Sobrevivientes al cáncer, ejemplos de fe, lucha y perseverancia

cancerIbarra.- El cáncer llegó a transformar la vida no solo de ellos, sino de sus familias. Cristian y Miriam son dos jóvenes que han superado esta enfermedad, con mucho positivismo y nostalgia recuerdan cómo lograron vencer al cáncer en su plena juventud.

Historias inspiradoras.- A Cristian Toapanta le diagnosticaron hace dos años cáncer de tiroides con metástasis pulmonar. ‘Pienso que ya he superado en una gran parte el cáncer, el lunes me dieron la noticia de que no ingresaría a quimioterapia, que mi cáncer está congelado y esto es una gran bendición, pero si me dejó una lesión en los pulmones ya que más del 75% está lastimado por eso utilizo un tanque de oxígeno’, agregó.

Estar sometido a diferentes exámenes por mucho tiempo ha sido lo más difícil que le ha tocado vivir en estos dos años de tratamiento. Agregó que su enfermedad la asimiló de manera muy positiva y piensa que esto le ayudó para superar a la enfermedad.

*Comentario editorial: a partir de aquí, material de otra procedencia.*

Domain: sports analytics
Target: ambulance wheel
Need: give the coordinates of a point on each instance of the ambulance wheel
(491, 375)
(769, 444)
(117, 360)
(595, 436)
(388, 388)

‘No siempre me dieron buenas noticias, uno no está preparado para las malas noticias peor para las buenas, y no asimilaba que me dijeron que ya estaba libre de un cáncer que estaba activo en mi cuerpo’. La fe le ha ayudado mucho en el transcurso de su tratamiento, acotó que el cáncer no es sinónimo de muerte. Dijo que esta enfermedad ha sido una bendición ya que cambió muchas cosas, antes de su enfermedad se desunió su vida familiar, pero cuando le diagnosticaron esta enfermedad empezaron a cambiar las cosas, Cristian sintió que su familia cambió y se unió con el único propósito de luchar junto a él para vencer al cáncer. ‘Me dedicaba mucho a mi trabajo, nunca puse primero a mi familia, primero era lo laboral, mis hobbies, pero gracias a Dios ahora están a mi lado mi esposa y mis dos hijos’.

Miriam Merino tiene 20 años fue diagnosticada un Liposarcoma mixoide cuando tenía 17 años, le detectaron un tumor es su muslo derecho, ha recibido 18 sesiones de quimioterapia y ha sido sometida a más de 20 cirugías. Ella es una chica muy positiva y alegre, el 13 de abril de este año le amputaron su pierna derecha a causa de una infección severa. ‘Gracias a Dios y a mi familia no me afectó, pasé postrada en la cama dos años y para mí fue una felicidad ya poder levantarme y hacer las cosas que me gustan’.